Ребёнок, рождённый в Анклаве, получал номер раньше, чем имя. Так было всегда — с того самого дня, когда Совет утвердил протокол воспроизводства. Рождение не было радостью. Рождение было — назначением. Вакантный номер умершего или утратившего дееспособность специалиста присваивался новорождённому, и с этого мгновения его путь был определён, как определена траектория снаряда, покинувшего ствол. Интенсивное, точечное, безальтернативное обучение — с первых дней жизни.

Будущие инженеры вентиляции ещё в пелёнках слушали записи шума воздуховодов — не колыбельные, а гул турбин. Их первыми «игрушками» были упрощённые макеты вентиляционных лабиринтов бункера: крохотные пальчики, ещё не научившиеся держать ложку, ощупывали повороты каналов, клапаны, развилки — и к четырём годам ребёнок мог с закрытыми глазами нарисовать схему воздухоснабжения третьего уровня. Будущие врачи играли резиновыми муляжами органов вместо кукол — мяли в руках миниатюрные сердца, лёгкие, печени, запоминая форму, текстуру, вес. К семи годам они уже различали по звуку здоровое дыхание и хрипы. Будущие химики нюхали пробирки с безопасными растворами, учась отличать кислоту от щёлочи по запаху раньше, чем по формуле.

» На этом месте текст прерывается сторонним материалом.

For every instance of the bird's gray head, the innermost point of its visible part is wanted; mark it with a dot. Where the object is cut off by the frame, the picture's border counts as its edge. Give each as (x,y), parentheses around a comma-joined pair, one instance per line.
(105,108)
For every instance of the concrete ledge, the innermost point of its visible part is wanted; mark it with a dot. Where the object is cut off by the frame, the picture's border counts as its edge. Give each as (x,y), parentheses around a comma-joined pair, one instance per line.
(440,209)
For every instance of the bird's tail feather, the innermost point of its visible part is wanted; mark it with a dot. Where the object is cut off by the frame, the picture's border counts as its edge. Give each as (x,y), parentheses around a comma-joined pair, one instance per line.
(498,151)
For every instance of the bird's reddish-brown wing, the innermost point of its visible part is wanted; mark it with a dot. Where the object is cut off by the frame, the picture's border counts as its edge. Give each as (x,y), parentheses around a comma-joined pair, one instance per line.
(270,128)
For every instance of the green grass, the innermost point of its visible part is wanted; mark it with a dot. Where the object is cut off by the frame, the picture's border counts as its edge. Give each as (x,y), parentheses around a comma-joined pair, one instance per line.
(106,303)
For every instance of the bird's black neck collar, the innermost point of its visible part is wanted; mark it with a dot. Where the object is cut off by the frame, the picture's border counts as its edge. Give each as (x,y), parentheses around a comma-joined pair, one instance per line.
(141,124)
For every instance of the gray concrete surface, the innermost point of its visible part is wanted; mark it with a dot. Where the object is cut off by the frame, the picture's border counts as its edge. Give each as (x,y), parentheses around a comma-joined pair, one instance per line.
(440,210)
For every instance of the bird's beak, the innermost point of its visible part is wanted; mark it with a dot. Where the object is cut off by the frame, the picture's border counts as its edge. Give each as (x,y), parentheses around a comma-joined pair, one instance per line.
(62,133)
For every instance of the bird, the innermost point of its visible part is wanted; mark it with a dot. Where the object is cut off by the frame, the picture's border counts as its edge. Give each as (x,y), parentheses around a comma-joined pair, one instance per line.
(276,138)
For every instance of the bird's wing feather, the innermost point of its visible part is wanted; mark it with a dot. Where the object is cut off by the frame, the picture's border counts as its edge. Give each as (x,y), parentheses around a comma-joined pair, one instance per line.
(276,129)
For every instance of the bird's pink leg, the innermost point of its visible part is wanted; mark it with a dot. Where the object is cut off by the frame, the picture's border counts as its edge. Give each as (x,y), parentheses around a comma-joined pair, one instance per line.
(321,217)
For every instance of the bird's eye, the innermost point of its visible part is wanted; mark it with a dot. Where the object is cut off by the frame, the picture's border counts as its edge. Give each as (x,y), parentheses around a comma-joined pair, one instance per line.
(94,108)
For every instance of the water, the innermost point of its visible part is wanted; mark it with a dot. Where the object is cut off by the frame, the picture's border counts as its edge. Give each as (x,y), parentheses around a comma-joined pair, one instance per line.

Игры становились сложнее, постепенно и неуклонно, пока незаметно не переставали быть играми. В семь лет дети уже помогали действующим специалистам — подавали инструменты, считывали показания приборов, заучивали последовательность действий при аварии. В двенадцать — становились стажёрами. К шестнадцати — полноценными специалистами, часто превосходящими своих предшественников, потому что их предшественники учились на ходу, по обрывкам знаний и обломкам прошлого мира, а они — росли в профессии, как дерево растёт вокруг вбитого в него гвоздя: неотделимо.

Александр и сам прошёл этот путь. Его «игрушками» были карточки с лицами, на которых нужно было определить эмоцию. Его «сказками» — протоколы допросов, адаптированные педагогом для детского восприятия. Его «прогулками» — обходы коридоров с наставником, который учил его смотреть. Не видеть — видят все. Смотреть. Замечать. Царапину на стене, которой вчера не было. Пятно на полу, которое кто-то пытался затереть. Взгляд, который задержался на секунду дольше, чем следовало.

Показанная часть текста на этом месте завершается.